Infant death disease has less to do with gender
Sudden infant death syndrome (SIDS) can be common in both male and females and has precious little do with the gender difference as believed earlier, new research has revealed.
SIDS is considered more common in boys than girls. About 60 percent of infants who die from SIDS are male. But the new study conducted by the researchers at the National Health and Medical Research Council of Australia suggests that gender differences or levels of wakefulness are not to blame.
Infant boys, however, are more easily aroused from sleep than girls, the researchers found after conducting studies in 50 healthy infants. A technique of blowing a puff of air into the infants' nostrils is often used to wake them up from sleep.
They found that the strength of the puff of air needed to arouse the infants was much lower in males than in females at two to four weeks of age. This difference was no longer significant by ages two to three months, when SIDS risk peaks. The researchers also found the frequency of arousals similar for girls and boys at both ages.
"Since the incidence of SIDS is more in male infants, we had expected the male infants to be more difficult to arouse from sleep and to have fewer full arousals than the female infants," says senior author Rosemary S.C. Horne, a senior research fellow at the National Health and Medical Research Council of Australia.
"In fact, we found the opposite when infants were younger at two to four weeks of age, and we were surprised to find that any differences between the male and female infants were resolved by the age of two to three months, which is the most vulnerable age for SIDS," she says.
The failure to rise from sleep is usually the fatal pathway to an infant dying suddenly and unexpectedly, says Horne, who is also deputy director of the Monash Institute of Medical Research in Melbourne.
Perhaps, the reason behind the slightly increased ration of SIDS in boys could be that parents are known more often to try to calm restless male infants by putting them to sleep on their stomachs. Placing babies on their back to sleep reduces the risk of SIDS, the researchers say.

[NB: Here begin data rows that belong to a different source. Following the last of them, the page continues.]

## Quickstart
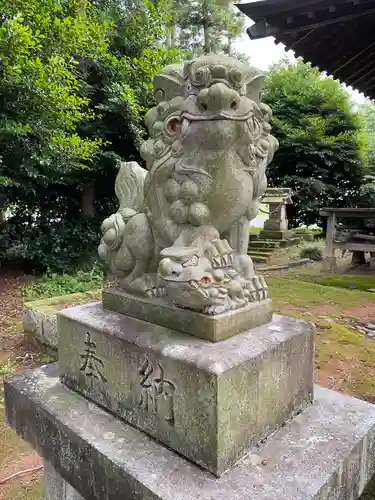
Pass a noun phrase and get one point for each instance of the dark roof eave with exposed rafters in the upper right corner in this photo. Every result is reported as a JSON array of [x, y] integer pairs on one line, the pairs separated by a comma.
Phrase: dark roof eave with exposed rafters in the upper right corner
[[338, 36]]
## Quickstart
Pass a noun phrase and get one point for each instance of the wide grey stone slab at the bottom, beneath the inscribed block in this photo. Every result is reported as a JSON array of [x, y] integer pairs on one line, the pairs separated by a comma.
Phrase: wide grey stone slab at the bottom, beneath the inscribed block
[[325, 453]]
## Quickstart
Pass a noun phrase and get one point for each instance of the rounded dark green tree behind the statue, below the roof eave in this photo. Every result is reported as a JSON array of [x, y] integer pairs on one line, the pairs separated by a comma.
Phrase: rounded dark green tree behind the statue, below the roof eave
[[319, 155]]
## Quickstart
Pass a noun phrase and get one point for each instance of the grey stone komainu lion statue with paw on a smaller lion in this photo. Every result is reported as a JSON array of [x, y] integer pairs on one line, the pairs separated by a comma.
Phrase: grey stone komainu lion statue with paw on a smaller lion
[[181, 230]]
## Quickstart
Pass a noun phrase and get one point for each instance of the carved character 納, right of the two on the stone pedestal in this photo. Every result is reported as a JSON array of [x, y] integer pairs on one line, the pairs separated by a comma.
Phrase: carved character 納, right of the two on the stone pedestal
[[157, 393]]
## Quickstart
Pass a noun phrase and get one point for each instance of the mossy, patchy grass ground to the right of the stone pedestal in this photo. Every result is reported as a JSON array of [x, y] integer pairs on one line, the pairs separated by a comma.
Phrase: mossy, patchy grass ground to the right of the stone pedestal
[[345, 359]]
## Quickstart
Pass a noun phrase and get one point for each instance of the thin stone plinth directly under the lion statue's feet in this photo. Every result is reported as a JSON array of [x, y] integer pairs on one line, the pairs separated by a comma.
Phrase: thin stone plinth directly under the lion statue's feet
[[213, 328]]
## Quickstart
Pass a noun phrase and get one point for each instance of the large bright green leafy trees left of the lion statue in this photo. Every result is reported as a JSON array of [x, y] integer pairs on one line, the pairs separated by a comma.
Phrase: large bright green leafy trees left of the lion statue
[[75, 79]]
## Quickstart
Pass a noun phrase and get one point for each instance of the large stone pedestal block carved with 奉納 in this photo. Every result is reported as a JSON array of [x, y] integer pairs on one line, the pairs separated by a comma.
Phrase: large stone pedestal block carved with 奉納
[[210, 402]]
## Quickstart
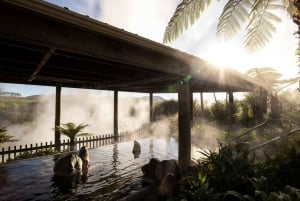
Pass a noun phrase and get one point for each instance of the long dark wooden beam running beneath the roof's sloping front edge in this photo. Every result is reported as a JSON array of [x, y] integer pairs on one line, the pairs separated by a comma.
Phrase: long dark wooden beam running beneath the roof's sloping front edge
[[44, 30]]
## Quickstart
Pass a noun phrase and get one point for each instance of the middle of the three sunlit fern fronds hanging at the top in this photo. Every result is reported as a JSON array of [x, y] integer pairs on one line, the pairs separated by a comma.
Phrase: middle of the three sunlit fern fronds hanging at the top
[[234, 13]]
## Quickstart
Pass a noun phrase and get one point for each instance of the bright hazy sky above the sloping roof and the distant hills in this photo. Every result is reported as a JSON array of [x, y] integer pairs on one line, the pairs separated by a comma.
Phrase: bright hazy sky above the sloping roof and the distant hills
[[148, 18]]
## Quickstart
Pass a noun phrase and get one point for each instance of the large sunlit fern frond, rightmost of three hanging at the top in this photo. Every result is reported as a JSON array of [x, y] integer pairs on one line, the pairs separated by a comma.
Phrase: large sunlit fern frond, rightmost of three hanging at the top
[[260, 28]]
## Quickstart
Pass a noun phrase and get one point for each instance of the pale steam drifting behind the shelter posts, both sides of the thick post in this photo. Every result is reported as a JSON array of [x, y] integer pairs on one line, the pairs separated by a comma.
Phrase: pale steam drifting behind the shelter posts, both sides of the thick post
[[95, 108]]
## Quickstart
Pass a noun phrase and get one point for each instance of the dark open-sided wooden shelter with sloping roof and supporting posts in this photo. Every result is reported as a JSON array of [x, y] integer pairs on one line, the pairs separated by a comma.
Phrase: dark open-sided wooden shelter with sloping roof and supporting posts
[[43, 44]]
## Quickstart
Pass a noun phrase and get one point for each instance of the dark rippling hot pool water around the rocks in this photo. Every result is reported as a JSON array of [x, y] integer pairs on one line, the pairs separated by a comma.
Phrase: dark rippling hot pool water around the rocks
[[114, 173]]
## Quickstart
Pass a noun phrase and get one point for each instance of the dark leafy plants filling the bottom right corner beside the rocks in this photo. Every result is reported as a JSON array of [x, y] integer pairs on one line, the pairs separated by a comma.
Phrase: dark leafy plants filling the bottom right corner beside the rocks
[[231, 173]]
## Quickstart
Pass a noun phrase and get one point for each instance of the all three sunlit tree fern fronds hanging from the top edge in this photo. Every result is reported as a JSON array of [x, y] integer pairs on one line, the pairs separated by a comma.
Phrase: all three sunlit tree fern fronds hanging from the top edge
[[258, 14]]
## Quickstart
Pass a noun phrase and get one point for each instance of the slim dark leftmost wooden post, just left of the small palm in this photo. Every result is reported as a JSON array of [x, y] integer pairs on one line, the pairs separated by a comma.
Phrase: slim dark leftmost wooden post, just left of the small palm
[[57, 115]]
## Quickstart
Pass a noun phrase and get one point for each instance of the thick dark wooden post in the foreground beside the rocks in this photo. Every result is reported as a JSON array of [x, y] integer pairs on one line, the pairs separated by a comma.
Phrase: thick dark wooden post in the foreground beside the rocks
[[184, 126]]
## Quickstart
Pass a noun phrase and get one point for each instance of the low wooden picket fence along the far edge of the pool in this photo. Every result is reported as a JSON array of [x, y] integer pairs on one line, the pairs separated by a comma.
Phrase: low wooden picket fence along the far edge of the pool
[[32, 150]]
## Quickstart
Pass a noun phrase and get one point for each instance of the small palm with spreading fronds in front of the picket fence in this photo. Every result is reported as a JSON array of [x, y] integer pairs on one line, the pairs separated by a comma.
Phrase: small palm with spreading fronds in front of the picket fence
[[72, 131]]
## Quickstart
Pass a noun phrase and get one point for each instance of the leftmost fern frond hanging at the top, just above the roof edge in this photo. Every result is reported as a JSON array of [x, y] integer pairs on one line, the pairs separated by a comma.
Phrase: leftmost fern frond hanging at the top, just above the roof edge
[[185, 15]]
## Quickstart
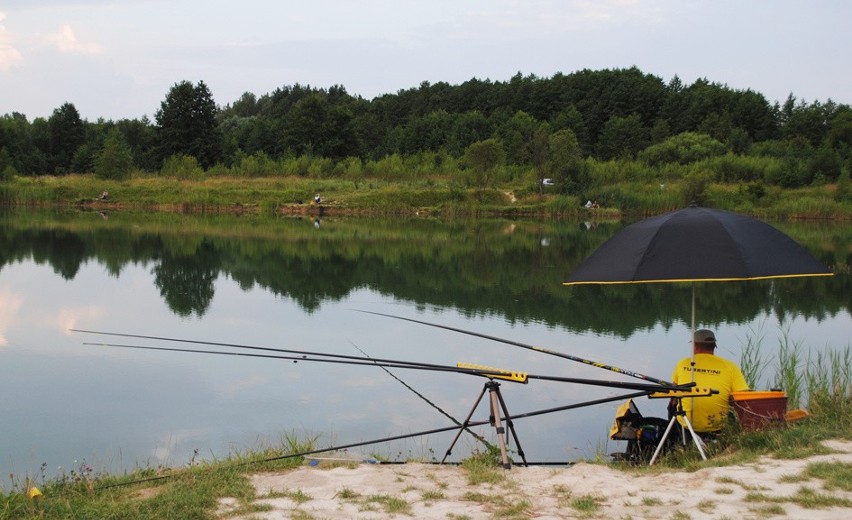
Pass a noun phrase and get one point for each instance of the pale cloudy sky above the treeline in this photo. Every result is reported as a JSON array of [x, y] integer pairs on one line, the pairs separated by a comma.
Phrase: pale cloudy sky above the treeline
[[117, 59]]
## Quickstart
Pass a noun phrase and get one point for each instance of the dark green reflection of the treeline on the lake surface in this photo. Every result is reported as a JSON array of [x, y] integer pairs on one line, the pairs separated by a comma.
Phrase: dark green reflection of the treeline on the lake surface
[[478, 267]]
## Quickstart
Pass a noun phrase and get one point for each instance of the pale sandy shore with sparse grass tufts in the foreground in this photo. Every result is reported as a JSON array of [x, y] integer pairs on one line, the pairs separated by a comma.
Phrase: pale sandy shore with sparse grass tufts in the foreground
[[764, 489]]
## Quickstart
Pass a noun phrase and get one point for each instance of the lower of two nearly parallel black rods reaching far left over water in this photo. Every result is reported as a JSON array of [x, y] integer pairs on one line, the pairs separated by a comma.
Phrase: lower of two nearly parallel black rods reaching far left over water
[[489, 372]]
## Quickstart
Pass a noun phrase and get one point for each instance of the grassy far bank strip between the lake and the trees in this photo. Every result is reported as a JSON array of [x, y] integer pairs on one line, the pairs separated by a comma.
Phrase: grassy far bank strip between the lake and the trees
[[428, 195]]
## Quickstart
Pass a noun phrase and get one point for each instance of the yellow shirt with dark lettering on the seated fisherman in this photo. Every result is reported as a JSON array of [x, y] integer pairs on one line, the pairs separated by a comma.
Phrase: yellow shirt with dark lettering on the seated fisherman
[[708, 414]]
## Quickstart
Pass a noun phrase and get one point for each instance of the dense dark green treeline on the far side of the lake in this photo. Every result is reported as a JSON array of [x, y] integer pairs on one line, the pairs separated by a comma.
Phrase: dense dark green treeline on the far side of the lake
[[569, 127]]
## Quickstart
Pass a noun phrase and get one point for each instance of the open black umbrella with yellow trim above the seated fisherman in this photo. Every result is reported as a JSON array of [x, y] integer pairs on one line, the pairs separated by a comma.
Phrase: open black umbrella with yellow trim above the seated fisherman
[[696, 244]]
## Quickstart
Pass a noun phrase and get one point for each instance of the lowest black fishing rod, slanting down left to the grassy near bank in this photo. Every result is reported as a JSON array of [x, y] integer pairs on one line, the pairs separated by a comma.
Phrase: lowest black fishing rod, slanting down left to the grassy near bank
[[526, 415]]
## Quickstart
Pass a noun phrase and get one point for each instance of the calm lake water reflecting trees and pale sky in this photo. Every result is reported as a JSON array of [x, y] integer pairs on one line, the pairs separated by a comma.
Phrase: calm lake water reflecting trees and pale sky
[[299, 284]]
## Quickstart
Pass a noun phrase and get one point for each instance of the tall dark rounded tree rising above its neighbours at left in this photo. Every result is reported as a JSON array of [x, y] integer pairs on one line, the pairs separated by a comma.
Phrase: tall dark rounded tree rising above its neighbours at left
[[187, 125]]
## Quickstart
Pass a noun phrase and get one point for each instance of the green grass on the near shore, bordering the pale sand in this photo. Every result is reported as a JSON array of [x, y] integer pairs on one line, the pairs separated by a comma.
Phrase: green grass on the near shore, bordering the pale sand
[[194, 491]]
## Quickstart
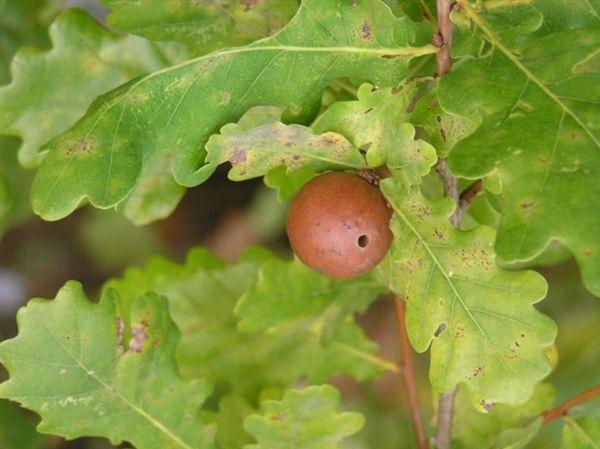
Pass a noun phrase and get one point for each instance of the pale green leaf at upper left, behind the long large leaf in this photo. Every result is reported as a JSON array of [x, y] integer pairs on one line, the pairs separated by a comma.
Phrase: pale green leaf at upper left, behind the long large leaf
[[51, 90]]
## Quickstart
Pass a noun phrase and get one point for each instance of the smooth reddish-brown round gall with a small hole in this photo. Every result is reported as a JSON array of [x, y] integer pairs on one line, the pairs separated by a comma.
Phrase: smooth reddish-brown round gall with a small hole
[[338, 225]]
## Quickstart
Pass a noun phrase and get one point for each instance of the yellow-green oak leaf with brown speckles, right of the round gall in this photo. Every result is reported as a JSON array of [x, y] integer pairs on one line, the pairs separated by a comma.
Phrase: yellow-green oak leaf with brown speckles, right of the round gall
[[477, 318]]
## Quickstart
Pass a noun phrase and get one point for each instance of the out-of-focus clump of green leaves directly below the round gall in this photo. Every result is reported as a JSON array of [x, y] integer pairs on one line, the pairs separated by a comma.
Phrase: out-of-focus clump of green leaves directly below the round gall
[[202, 296]]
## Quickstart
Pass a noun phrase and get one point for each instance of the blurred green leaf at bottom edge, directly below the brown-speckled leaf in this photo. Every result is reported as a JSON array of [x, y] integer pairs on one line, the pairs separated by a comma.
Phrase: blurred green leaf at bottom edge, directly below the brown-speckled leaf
[[503, 427]]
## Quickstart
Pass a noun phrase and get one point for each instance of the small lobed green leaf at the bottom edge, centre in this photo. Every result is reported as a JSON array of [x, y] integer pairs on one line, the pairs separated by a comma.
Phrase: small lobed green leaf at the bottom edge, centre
[[303, 419]]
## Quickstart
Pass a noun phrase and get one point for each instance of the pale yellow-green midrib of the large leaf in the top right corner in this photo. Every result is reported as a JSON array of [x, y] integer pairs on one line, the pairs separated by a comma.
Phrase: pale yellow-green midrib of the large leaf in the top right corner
[[495, 41]]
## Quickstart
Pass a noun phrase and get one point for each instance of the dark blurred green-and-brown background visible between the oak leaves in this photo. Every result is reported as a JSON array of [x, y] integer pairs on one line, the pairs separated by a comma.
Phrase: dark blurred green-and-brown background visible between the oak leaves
[[37, 257]]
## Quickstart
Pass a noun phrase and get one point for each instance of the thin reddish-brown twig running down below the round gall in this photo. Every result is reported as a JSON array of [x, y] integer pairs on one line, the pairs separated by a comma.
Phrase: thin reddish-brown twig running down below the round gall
[[407, 371]]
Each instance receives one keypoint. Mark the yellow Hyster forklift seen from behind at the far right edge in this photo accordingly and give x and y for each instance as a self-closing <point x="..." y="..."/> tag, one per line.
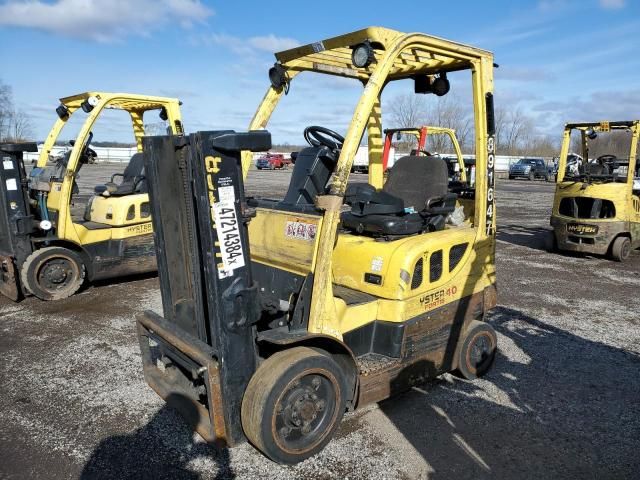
<point x="596" y="208"/>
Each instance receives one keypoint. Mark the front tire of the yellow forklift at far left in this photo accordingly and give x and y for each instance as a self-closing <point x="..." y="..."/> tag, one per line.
<point x="33" y="269"/>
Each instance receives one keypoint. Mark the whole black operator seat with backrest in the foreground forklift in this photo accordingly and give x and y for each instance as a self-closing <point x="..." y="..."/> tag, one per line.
<point x="414" y="199"/>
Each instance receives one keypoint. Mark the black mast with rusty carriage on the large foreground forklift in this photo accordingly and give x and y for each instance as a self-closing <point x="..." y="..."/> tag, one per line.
<point x="209" y="298"/>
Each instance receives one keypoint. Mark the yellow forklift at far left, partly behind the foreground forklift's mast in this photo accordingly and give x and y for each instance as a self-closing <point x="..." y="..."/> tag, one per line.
<point x="47" y="249"/>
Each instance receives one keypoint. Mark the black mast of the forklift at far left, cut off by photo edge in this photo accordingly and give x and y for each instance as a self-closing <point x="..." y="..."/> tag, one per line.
<point x="16" y="221"/>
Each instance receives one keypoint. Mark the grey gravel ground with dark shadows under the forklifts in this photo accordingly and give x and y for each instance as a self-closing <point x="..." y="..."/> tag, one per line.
<point x="561" y="401"/>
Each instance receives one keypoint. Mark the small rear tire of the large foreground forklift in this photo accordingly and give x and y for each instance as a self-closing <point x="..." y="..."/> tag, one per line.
<point x="482" y="335"/>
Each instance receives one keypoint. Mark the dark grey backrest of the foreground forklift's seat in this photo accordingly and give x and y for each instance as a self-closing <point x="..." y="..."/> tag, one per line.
<point x="417" y="180"/>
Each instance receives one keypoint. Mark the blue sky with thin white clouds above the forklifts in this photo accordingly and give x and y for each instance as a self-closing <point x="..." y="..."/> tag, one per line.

"Our study has highlighted the fact that SIDS is multi-factorial and that at present it is not possible to predict the deadly combination of internal and environmental factors that will results in SIDS," says Horne.
Therefore, parents should be aware of the known risk factors and avoid them as best as possible by practicing the safe sleeping guidelines of sleeping babies on their backs, making sure their heads cannot be covered by bedding and keeping them free from cigarette smoke both before and after birth, she suggested in the research report published in the science journal Sleep.